At other times it is a phenomenon generated by the syncretistic thought processes, as Piaget conceives of it.

And still at other times, egocentric speech may be the "tip of the iceberg" providing us with a fleeting glimpse of speech being internalized to become verbal thought as Vygotsky suggests.

Speaking of the thought processes, there is another major difference between Piaget and Vygotsky. Piaget stresses that concepts must be developed first, before speech can be mapped on to it to attain meaning.

Vygotsky suggested that speech can be used to create concepts.

Simply stated Piaget stresses concept development before speech. Vygotsky urges the use of speech to develop concepts. Again, I don't believe it is an either or situation. Both aspects deserve our consideration and research suggests the child does both simultaneously.

Piaget describes four qualitatively different periods or stages of intellectual growth, which we pass through.

According to Piaget these stages can not be skipped, although some researchers disagree with this.

But Piaget does say that the time schedule for passing through the stages can be facilitated by experience.

Piaget also notes that there is no guarantee that an individual will pass through all of the stages. In most cases (not all) it takes formal instruction in high school and college to break into the highest stage.

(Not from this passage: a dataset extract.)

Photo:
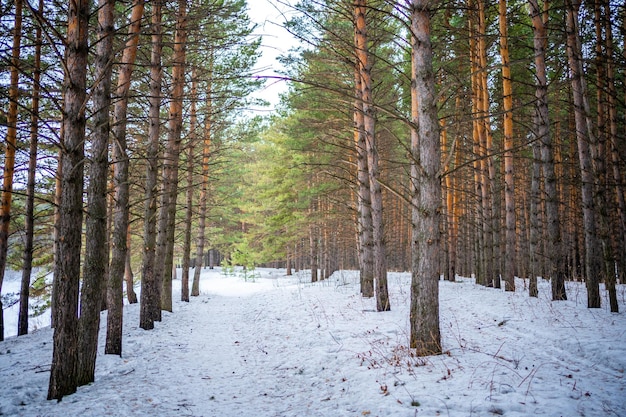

I do know a grandmother, however, who never finished the 6th grade. She reads vehemently, nevertheless, and has a vast reserve of concepts which helps her to see the world in as many dimensions as a college graduate.

Piaget's four stages of intellectual development are:


Sensory-Motor Stage (0 - 2 years): This is analogous to Kephart's Motor Stage. It is a non-linguistic time of life, but it is a mighty busy time as the child prepares for the advent of language.

During this period very many basic concepts about the world are acquired; and indeed, some in particular are essential to the development of language.